Schwartz3 suggests that we organize our day to take advantage of this cycle working in 90-minute blocks with short breaks in between. He has three such blocks in his day and has demonstrated that he is far more productive than before. His company, The Energy Project, fully embodies these findings in the way people work and is a laboratory for the renewal principles it teaches. “The company’s core idea is that the energy employees bring to their jobs is far more important in terms of the value of their work than is the number of hours they work. They believe that by skillfully managing energy it is possible to get more done, in less time, more sustainably.”
Tim Kreider, the author of We Learn Nothing, a collection of essays and cartoons, put it this way in a 2012 Opinion Column in the New York Times, “The ‘Busy’ Trap:”5 “Idleness is not a vacation, an indulgence or a vice. It is as indispensable to the brain as vitamin D is to the body, and deprived of it we suffer a mental affliction as disfiguring as rickets. The space and quiet that idleness provides is a necessary condition for standing back from life and seeing it whole, for making unexpected connections and waiting for the wild summer lightning strikes of inspiration — it is, paradoxically necessary to getting any work done.”
So, I urge you to begin the practice of being still to give your brain some downtime. Divide your morning (and your afternoon) into two major chunks with a good-sized break in between and take a real non-working lunch. This might be a very effective way for you to begin the New Year.

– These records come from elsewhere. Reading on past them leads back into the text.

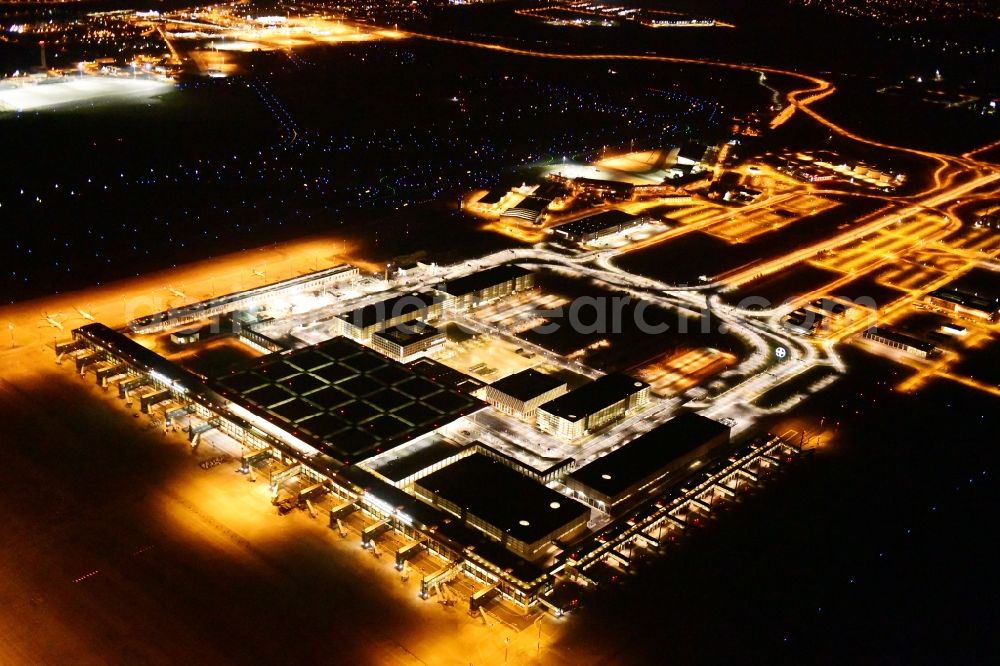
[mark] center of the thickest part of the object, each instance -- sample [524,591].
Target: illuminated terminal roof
[345,399]
[594,396]
[527,384]
[410,306]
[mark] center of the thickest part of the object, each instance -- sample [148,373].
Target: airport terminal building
[483,287]
[592,406]
[520,394]
[617,480]
[362,323]
[523,516]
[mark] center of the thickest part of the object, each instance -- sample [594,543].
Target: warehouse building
[627,475]
[522,515]
[520,394]
[592,406]
[407,341]
[480,288]
[361,323]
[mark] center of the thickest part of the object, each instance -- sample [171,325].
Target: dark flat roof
[394,306]
[408,333]
[352,404]
[527,384]
[593,396]
[597,222]
[503,498]
[649,453]
[440,372]
[491,277]
[132,352]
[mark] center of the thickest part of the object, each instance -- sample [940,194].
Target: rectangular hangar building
[342,398]
[521,393]
[479,288]
[521,514]
[647,461]
[591,406]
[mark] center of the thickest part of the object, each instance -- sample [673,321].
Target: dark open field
[682,260]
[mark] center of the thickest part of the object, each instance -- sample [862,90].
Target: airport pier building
[901,341]
[243,300]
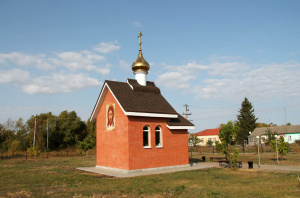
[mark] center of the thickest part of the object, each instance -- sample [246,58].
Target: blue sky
[55,55]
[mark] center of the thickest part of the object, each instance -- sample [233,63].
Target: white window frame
[147,129]
[158,129]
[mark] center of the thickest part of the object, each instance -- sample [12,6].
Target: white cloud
[234,80]
[14,76]
[84,60]
[59,83]
[107,47]
[124,65]
[178,80]
[137,24]
[20,59]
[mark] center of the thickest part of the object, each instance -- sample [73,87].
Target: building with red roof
[208,134]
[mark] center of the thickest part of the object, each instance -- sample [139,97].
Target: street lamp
[276,149]
[258,152]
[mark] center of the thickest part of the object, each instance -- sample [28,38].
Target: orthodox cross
[140,41]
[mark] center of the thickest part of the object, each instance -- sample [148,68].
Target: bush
[34,151]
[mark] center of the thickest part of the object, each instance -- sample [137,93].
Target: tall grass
[58,177]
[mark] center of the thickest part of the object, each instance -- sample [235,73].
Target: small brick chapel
[136,128]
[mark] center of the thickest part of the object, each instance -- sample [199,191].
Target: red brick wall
[174,149]
[123,147]
[112,146]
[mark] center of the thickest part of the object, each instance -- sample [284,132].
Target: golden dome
[140,64]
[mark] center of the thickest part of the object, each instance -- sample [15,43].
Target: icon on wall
[110,117]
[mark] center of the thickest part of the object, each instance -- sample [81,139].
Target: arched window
[146,137]
[158,138]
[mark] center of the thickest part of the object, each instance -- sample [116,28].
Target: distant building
[208,134]
[137,129]
[291,133]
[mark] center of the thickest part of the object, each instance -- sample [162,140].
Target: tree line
[48,132]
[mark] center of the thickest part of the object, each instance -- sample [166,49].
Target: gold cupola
[140,64]
[140,67]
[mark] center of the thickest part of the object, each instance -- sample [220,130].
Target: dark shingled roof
[145,99]
[180,121]
[134,97]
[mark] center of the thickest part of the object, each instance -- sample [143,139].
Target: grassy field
[292,159]
[58,177]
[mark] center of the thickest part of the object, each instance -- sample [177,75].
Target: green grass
[58,177]
[292,159]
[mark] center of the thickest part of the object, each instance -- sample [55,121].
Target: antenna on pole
[186,112]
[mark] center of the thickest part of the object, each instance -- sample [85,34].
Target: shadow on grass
[193,160]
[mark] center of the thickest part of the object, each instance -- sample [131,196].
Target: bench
[217,158]
[226,163]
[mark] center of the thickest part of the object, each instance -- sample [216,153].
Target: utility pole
[47,131]
[34,131]
[186,111]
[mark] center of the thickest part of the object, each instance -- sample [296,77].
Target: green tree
[282,146]
[209,143]
[260,124]
[227,135]
[72,128]
[15,146]
[247,121]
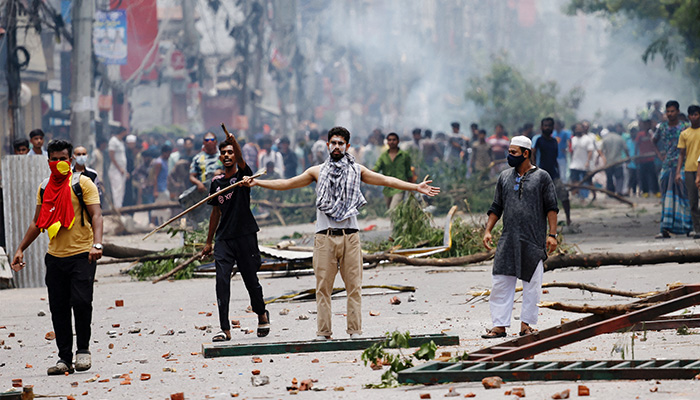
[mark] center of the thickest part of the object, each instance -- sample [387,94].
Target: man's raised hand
[425,188]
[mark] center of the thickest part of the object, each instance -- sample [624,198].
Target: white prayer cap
[521,141]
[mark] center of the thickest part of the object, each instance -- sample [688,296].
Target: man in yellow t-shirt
[75,246]
[689,150]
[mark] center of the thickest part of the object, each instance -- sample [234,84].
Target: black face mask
[515,161]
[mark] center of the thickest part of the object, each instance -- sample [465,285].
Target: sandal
[221,337]
[264,329]
[528,331]
[491,334]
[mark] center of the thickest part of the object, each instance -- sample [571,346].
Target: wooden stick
[203,201]
[596,189]
[434,262]
[601,310]
[178,268]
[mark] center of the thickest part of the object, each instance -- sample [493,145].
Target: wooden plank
[227,349]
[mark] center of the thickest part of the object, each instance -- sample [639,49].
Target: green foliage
[671,24]
[194,242]
[413,228]
[506,95]
[376,354]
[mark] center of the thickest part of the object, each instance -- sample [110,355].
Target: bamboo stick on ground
[178,268]
[201,202]
[434,262]
[600,310]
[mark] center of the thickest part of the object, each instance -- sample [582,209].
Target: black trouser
[614,178]
[244,252]
[648,180]
[69,281]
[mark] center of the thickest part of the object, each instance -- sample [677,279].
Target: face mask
[81,160]
[515,161]
[59,169]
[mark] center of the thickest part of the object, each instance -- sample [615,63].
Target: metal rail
[227,349]
[470,371]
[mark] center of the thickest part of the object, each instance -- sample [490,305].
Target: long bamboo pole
[203,201]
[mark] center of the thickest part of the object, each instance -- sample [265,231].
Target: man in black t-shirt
[236,239]
[546,153]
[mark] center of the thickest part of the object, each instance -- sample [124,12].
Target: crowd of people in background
[654,154]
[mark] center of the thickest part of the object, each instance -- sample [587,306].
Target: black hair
[224,144]
[339,131]
[21,142]
[547,119]
[36,132]
[60,145]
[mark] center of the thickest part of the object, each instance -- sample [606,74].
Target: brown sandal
[528,331]
[491,334]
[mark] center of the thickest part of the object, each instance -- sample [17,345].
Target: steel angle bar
[465,371]
[211,350]
[593,325]
[670,322]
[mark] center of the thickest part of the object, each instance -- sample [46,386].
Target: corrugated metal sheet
[21,177]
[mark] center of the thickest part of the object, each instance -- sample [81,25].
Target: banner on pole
[110,37]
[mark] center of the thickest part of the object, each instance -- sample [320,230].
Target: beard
[337,156]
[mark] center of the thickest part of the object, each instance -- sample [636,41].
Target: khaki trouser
[333,253]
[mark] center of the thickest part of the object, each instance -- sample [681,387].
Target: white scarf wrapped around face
[338,192]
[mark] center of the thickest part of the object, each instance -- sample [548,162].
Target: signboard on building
[110,37]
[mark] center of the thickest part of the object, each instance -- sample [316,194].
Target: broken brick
[492,382]
[583,390]
[306,384]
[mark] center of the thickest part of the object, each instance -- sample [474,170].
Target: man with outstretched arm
[236,239]
[526,199]
[68,208]
[337,241]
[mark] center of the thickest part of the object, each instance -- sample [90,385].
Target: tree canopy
[507,96]
[674,27]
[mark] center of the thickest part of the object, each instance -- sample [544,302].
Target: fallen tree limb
[597,189]
[142,207]
[595,260]
[115,251]
[592,173]
[597,289]
[600,310]
[157,257]
[434,262]
[178,268]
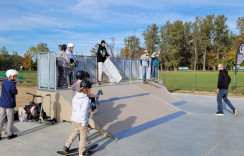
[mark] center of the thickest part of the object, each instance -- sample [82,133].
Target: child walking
[8,102]
[80,107]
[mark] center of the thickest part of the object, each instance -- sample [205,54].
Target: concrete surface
[198,133]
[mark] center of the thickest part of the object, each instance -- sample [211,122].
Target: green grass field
[202,81]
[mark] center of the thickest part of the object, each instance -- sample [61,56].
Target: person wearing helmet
[79,77]
[8,101]
[102,55]
[69,52]
[63,62]
[79,117]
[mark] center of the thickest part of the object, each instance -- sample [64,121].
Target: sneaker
[66,150]
[219,113]
[12,136]
[235,112]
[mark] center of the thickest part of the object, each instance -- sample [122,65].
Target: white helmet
[70,45]
[11,72]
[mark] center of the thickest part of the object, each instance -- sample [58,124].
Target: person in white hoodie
[79,117]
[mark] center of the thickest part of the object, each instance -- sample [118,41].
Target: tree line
[200,44]
[15,61]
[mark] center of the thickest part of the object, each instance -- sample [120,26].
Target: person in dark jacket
[222,90]
[102,55]
[8,102]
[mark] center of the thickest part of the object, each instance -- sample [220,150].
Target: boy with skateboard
[8,102]
[80,107]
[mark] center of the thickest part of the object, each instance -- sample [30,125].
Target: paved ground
[198,133]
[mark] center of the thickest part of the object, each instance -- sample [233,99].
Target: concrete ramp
[131,108]
[126,109]
[159,90]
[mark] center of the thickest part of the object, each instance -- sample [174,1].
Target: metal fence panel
[129,69]
[43,70]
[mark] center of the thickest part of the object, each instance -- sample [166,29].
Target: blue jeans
[144,73]
[223,95]
[154,72]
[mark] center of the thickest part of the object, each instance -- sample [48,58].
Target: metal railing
[129,68]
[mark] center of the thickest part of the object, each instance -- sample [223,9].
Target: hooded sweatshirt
[80,107]
[101,53]
[223,80]
[9,91]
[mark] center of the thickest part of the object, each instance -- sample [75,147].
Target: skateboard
[89,150]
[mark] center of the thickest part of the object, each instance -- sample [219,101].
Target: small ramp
[127,109]
[159,90]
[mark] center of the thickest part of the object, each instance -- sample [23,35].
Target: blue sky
[25,23]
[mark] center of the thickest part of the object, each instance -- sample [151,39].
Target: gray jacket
[63,59]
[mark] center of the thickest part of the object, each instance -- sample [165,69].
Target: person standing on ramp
[102,55]
[144,61]
[222,90]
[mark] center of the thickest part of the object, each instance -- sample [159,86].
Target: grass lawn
[203,81]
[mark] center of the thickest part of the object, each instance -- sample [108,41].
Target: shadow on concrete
[31,130]
[123,125]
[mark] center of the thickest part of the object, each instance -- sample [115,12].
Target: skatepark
[199,132]
[133,119]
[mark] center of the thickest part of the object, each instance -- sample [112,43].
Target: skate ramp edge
[125,110]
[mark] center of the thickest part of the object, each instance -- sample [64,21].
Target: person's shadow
[123,125]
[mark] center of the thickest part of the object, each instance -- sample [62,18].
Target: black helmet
[62,47]
[85,84]
[80,75]
[87,75]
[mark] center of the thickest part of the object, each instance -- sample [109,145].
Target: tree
[151,37]
[196,40]
[240,25]
[175,39]
[133,44]
[220,35]
[206,29]
[27,62]
[94,50]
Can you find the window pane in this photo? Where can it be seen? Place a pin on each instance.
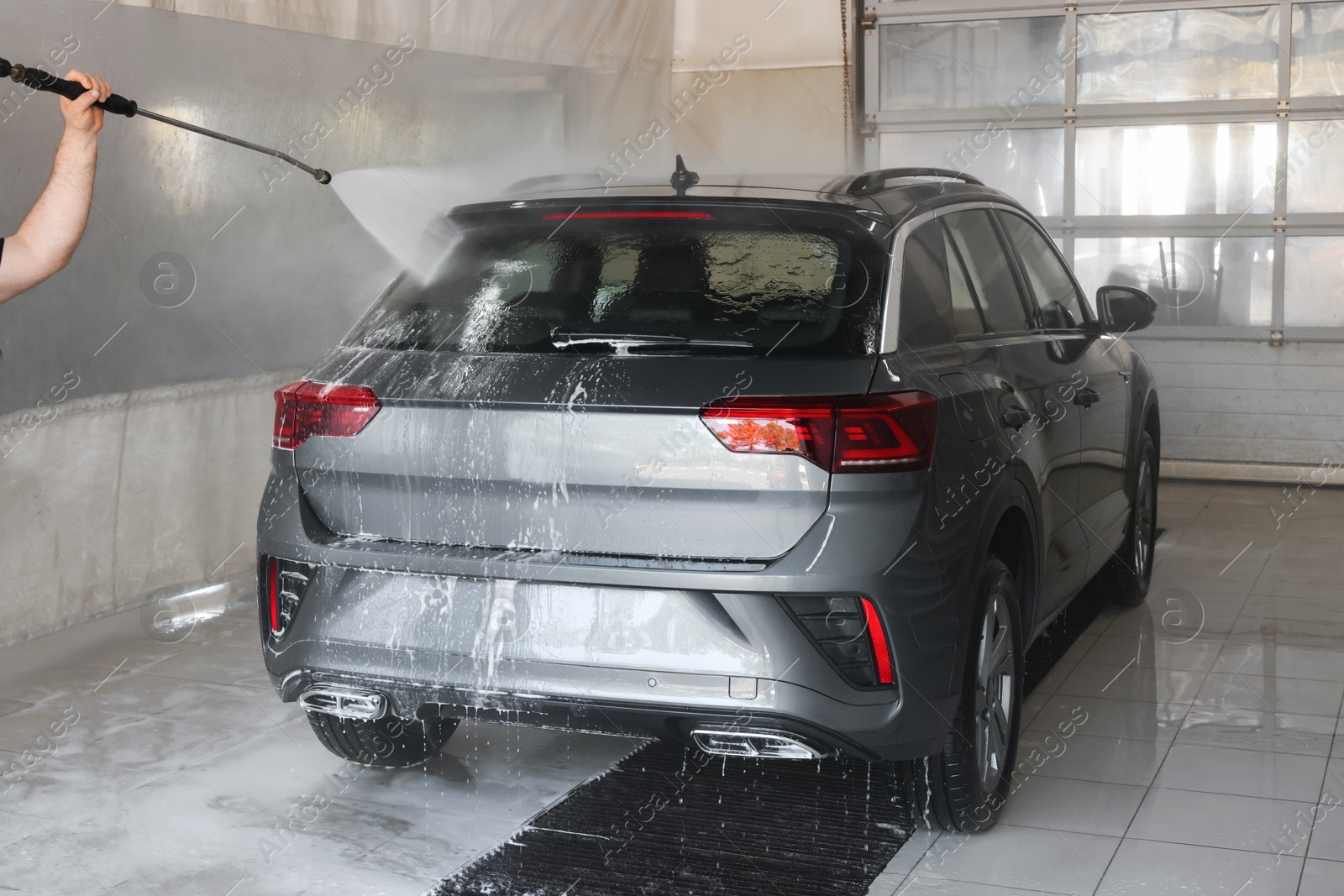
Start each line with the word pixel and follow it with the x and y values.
pixel 1187 54
pixel 1016 62
pixel 965 311
pixel 1176 170
pixel 1026 163
pixel 1316 167
pixel 1050 281
pixel 1314 291
pixel 1319 50
pixel 991 275
pixel 1195 280
pixel 925 291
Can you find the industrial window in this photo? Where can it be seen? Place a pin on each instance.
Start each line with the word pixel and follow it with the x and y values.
pixel 1191 149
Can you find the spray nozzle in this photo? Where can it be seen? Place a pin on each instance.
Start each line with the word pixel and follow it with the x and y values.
pixel 38 80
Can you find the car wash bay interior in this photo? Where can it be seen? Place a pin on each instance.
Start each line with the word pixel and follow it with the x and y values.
pixel 1191 745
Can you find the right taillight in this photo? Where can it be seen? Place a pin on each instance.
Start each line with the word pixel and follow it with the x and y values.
pixel 304 410
pixel 844 434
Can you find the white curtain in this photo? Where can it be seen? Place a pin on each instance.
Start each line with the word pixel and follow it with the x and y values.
pixel 613 35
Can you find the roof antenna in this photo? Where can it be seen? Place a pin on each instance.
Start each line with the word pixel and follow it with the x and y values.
pixel 683 179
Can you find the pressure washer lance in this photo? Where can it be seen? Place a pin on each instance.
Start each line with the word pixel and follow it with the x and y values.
pixel 118 105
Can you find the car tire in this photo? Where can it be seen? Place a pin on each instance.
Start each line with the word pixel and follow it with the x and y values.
pixel 382 743
pixel 1128 575
pixel 963 788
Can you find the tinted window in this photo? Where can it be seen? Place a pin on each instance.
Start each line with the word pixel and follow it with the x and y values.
pixel 1050 281
pixel 991 275
pixel 965 311
pixel 777 281
pixel 925 291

To get yourself started, you might take your 2020 calendar now and for each day mark off four major blocks, say 90 minutes each, with 30-minute blocks between each of these longer blocks and at the end of the day. You can use a whole large block for your project work, for a single long meeting, or for multiple smaller ones. And use the smaller ones to get out of your chair, to refill your water bottle or get coffee/tea, take a short walk or for short conversations with people you encounter. Making these changes will be very hard, you will likely fall-off-the-wagon soon after you start. Get up and try again.
If you do this, I believe that you’ll see a significant overall energy increase, more results, and no overall loss in productivity. I challenge you to give it a try. And, do let me know how it works out.
Make it a great week for your team and for you. . . . jim
Jim Bruce is a Senior Fellow and Executive Coach at MOR Associates. He previously was Professor of Electrical Engineering, and Vice President for Information Systems and CIO at the Massachusetts Institute of Technology, Cambridge, MA.
- Marty Jordan, Be still and be a better leader, Linkage Leadership Insights Blog, March 18, 2015.
- Timothy D. Wilson, David A. Reinhard, Erin C. Westgate, Daniel T. Gilbert, Nicole Ellerbeck, Cheryl Hahn, Casey L. Brown, Adi Shaked, Just think: The challenges of the disengaged mind, Science, 2014.
- Tony Schwartz, Relax! You’ll Be More Productive, The New York Times, Sunday Review, February 9, 2013.
- Brad Buzzard, Avoid Burnout and Increase Awareness Using Ultradian Rhythms, medium.com.
- Tim Kreider, The “Busy” Trap, The New York Times, Opinion Pages, June 30, 2012.
Note: This essay draws on material contained in prior Tuesday Readings on the subject.